Wednesday, January 29, 2014

Locality and Nonlinear Quantum Mechanics

New paper!
Locality and Nonlinear Quantum Mechanics

Chiu Man Ho, Stephen D.H. Hsu

Nonlinear modifications of quantum mechanics generically lead to nonlocal effects which violate relativistic causality. We study these effects using the functional Schrodinger equation for quantum fields and identify a type of nonlocality which causes nearly instantaneous entanglement of spacelike separated systems.
Some excerpts:
The linear structure of quantum mechanics has deep and important consequences, such as the behavior of superpositions. One is naturally led to ask whether this linearity is fundamental, or merely an approximation: Are there nonlinear terms in the Schrodinger equation?

Nonlinear quantum mechanics has been explored in [1–6]. It has been observed that the fictitious violation of locality in the Einstein-Podolsky-Rosen (EPR) experiment in conventional linear quantum mechanics might become a true violation due to nonlinear effects [7, 8] (in [8] signaling between Everett branches is also discussed).
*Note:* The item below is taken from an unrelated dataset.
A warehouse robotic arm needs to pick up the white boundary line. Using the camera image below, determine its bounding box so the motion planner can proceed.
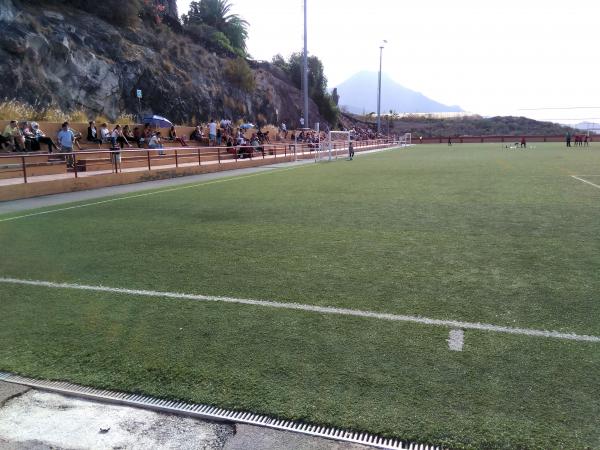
[0,277,600,343]
[571,175,600,189]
This might allow superluminal communication and violate relativistic causality. These issues have subsequently been widely discussed [9].

Properties such as locality or causality are difficult to define in non-relativistic quantum mechanics (which often includes, for example, “instantaneous” potentials such as the Coulomb potential). Therefore, it is natural to adopt the framework of quantum field theory: Lorentz invariant quantum field theories are known to describe local physics with relativistic causality (influences propagate only within the light cone), making violations of these properties easier to identify. ...

... Our results suggest that nonlinearity in quantum mechanics is associated with violation of relativistic causality. We gave a formulation in terms of factorized (unentangled) wavefunctions describing spacelike separated systems. Nonlinearity seems to create almost instantaneous entanglement of the two systems, no matter how far apart. Perhaps our results are related to what Weinberg [11] meant when he wrote “... I could not find any way to extend the nonlinear version of quantum mechanics to theories based on Einstein’s special theory of relativity ... At least for the present I have given up on the problem: I simply do not know how to change quantum mechanics by a small amount without wrecking it altogether.”


Michael Bacon said...

"I simply do not know how to change quantum mechanics by a small amount without wrecking it altogether"

Hear hear!!

Waldemar Puszkarz said...

That's an interesting paper. As someone who did some work in the area of nonlinear modifications of the Schroedinger equation, I am glad to see it.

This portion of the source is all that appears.